Mary first held Him in Bethlehem's stable—tiny, vulnerable, completely dependent. She cradled the infant God, marveling at the miracle. That first embrace was full of wonder, joy, and fierce protective love. She could not have imagined then how she would hold Him again.
Now she holds Him again—no longer tiny but broken, no longer warm but cold, no longer dependent but gone. The Pietà captures this second embrace: a mother receiving her dead Son. The same arms that first held Him in life now hold Him in death.
Though we don't see it in the Gospels, tradition holds that Jesus appeared to His mother after the resurrection. Imagine that third embrace—Mary holding Him alive again, glorified, victorious. Death did not have the final word. Her sorrow has turned to joy. This third embrace is eternal.
Our Lady came to Fátima as Our Lady of Sorrows—the Mother who stood at the cross, who held her dead Son, who knows grief intimately and completely. She comes now to gather her children, to hold us as she held Jesus. The vision of the Immaculate Heart surrounded by piercing thorns reveals that Mary continues to suffer with and for her wayward children who reject her Son's love.
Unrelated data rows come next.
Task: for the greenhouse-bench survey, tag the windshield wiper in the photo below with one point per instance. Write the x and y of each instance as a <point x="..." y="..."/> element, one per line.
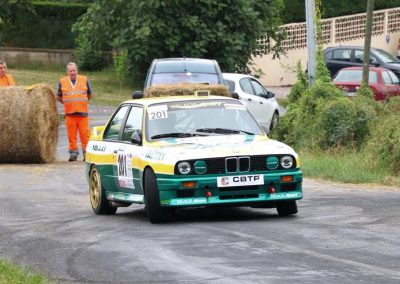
<point x="223" y="131"/>
<point x="176" y="135"/>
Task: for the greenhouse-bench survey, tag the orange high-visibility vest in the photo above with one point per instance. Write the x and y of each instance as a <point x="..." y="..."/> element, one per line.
<point x="7" y="80"/>
<point x="74" y="97"/>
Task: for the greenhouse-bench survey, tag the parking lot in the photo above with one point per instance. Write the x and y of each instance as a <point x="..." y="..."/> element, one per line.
<point x="342" y="233"/>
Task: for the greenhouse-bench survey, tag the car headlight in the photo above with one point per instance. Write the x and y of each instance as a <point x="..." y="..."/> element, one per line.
<point x="200" y="167"/>
<point x="184" y="168"/>
<point x="286" y="162"/>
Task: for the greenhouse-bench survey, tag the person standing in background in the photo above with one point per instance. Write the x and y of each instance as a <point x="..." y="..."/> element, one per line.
<point x="5" y="79"/>
<point x="74" y="92"/>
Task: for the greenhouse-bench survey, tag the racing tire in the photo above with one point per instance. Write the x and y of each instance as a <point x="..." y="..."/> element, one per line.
<point x="98" y="200"/>
<point x="286" y="208"/>
<point x="274" y="121"/>
<point x="155" y="212"/>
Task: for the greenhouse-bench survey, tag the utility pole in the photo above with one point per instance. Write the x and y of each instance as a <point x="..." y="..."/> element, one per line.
<point x="311" y="40"/>
<point x="367" y="42"/>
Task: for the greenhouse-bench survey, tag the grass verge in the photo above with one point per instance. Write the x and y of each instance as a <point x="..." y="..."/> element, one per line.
<point x="348" y="167"/>
<point x="10" y="273"/>
<point x="106" y="86"/>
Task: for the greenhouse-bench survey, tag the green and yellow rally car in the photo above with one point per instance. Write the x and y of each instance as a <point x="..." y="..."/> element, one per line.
<point x="184" y="151"/>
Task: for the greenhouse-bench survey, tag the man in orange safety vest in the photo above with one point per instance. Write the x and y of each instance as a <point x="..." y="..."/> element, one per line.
<point x="5" y="79"/>
<point x="74" y="92"/>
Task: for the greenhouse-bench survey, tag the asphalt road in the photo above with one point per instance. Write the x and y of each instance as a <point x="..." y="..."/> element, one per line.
<point x="342" y="234"/>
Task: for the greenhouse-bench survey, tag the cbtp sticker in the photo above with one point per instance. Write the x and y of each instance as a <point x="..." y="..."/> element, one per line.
<point x="242" y="180"/>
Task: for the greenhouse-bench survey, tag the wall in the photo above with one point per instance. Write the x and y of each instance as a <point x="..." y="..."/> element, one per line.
<point x="348" y="30"/>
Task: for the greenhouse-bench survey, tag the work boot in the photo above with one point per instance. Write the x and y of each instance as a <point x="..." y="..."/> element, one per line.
<point x="73" y="157"/>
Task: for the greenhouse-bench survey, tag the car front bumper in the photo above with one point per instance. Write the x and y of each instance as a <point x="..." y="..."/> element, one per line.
<point x="207" y="193"/>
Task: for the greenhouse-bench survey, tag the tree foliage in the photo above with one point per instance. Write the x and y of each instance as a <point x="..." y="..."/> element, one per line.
<point x="224" y="30"/>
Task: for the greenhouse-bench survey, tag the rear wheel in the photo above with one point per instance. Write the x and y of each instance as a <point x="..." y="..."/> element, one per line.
<point x="155" y="212"/>
<point x="100" y="204"/>
<point x="286" y="208"/>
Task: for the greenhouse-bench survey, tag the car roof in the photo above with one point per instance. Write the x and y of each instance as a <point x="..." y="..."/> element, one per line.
<point x="182" y="59"/>
<point x="360" y="68"/>
<point x="236" y="76"/>
<point x="347" y="46"/>
<point x="166" y="99"/>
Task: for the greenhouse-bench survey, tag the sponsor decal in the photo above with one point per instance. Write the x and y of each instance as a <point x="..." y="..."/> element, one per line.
<point x="124" y="168"/>
<point x="242" y="180"/>
<point x="235" y="106"/>
<point x="190" y="201"/>
<point x="99" y="148"/>
<point x="284" y="195"/>
<point x="155" y="155"/>
<point x="157" y="112"/>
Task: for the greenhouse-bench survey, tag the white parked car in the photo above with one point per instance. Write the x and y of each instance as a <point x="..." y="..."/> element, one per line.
<point x="261" y="103"/>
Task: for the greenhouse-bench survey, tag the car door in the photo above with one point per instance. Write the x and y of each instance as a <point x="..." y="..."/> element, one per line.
<point x="247" y="96"/>
<point x="127" y="176"/>
<point x="391" y="88"/>
<point x="266" y="106"/>
<point x="396" y="83"/>
<point x="110" y="146"/>
<point x="341" y="58"/>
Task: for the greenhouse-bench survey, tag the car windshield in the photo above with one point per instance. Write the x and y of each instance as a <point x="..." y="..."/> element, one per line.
<point x="199" y="118"/>
<point x="193" y="71"/>
<point x="354" y="76"/>
<point x="174" y="78"/>
<point x="385" y="56"/>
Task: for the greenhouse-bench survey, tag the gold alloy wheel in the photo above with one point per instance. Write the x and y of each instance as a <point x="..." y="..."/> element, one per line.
<point x="95" y="188"/>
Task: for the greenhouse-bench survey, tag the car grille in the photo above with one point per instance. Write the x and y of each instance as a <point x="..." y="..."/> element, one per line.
<point x="235" y="165"/>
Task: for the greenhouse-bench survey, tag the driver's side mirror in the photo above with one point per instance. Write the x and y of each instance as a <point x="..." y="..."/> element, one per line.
<point x="235" y="95"/>
<point x="136" y="138"/>
<point x="265" y="128"/>
<point x="270" y="94"/>
<point x="137" y="95"/>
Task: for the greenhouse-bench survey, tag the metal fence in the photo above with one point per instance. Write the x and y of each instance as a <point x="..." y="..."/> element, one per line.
<point x="337" y="30"/>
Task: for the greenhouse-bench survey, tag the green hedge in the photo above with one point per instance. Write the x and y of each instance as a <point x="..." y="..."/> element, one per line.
<point x="295" y="9"/>
<point x="46" y="25"/>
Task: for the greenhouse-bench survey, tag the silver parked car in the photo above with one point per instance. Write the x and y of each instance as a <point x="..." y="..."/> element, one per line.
<point x="259" y="101"/>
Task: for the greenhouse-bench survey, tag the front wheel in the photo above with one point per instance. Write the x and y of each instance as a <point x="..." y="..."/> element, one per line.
<point x="155" y="212"/>
<point x="100" y="204"/>
<point x="286" y="208"/>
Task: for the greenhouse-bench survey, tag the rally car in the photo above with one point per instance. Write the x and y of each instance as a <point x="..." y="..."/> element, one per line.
<point x="189" y="151"/>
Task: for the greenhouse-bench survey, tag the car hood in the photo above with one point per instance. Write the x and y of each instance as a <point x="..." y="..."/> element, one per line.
<point x="218" y="146"/>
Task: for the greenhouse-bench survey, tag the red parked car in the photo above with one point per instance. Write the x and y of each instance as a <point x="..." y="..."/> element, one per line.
<point x="383" y="82"/>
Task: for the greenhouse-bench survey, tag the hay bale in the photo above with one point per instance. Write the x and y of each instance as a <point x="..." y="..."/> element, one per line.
<point x="184" y="89"/>
<point x="29" y="124"/>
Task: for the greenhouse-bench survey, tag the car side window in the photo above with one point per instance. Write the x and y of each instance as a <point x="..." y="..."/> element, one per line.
<point x="328" y="55"/>
<point x="359" y="56"/>
<point x="133" y="123"/>
<point x="245" y="84"/>
<point x="258" y="88"/>
<point x="386" y="78"/>
<point x="395" y="80"/>
<point x="114" y="126"/>
<point x="341" y="54"/>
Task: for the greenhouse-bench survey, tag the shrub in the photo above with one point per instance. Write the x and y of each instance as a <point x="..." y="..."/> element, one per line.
<point x="384" y="142"/>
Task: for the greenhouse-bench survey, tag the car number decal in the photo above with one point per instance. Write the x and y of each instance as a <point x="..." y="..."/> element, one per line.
<point x="124" y="168"/>
<point x="158" y="112"/>
<point x="242" y="180"/>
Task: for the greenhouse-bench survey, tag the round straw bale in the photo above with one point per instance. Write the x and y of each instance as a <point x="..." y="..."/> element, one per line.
<point x="184" y="89"/>
<point x="29" y="124"/>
The thirteenth station invites me into the refuge of her maternal heart. Just as she received Jesus from the cross, she receives me from my crosses. Just as she didn't abandon Him in death, she doesn't abandon me in my darkest hours. Fátima is Mary's arms opened wide, calling: "Come to me, all you who are burdened."
According to St. Alphonsus Liguori, after Jesus, Mary is the most beautiful, most loving, and most powerful creature that exists. St. Bernard taught something that comforts me: in danger, in difficulty, in doubt, think of Mary and call on Mary.
St. John Paul II credited Mary with saving his life during the assassination attempt on May 13, the Fátima anniversary. According to St. Maximilian Kolbe, we should never be afraid of loving the Blessed Virgin too much, because we can never love her more than Jesus did. I'm learning to run to her arms when I need to be held in my grief.
If I haven't yet consecrated myself to Jesus through Mary, I'm considering beginning the 33-day preparation using either St. Louis de Montfort's method or St. John Paul II's approach. I'm praying the Stabat Mater this week, standing spiritually with Mary at the cross, trying to feel what she felt, asking her to teach me how to suffer well.
I'm also doing a Letting Go Ritual: writing down something or someone I need to release into God's hands—maybe a relationship that's ended, a dream that's died, someone I love who has passed away. I fold the paper and place it before a statue of Mary, praying: "Mother, as you received Jesus from the cross, I give you this. Hold it in your Immaculate Heart for me."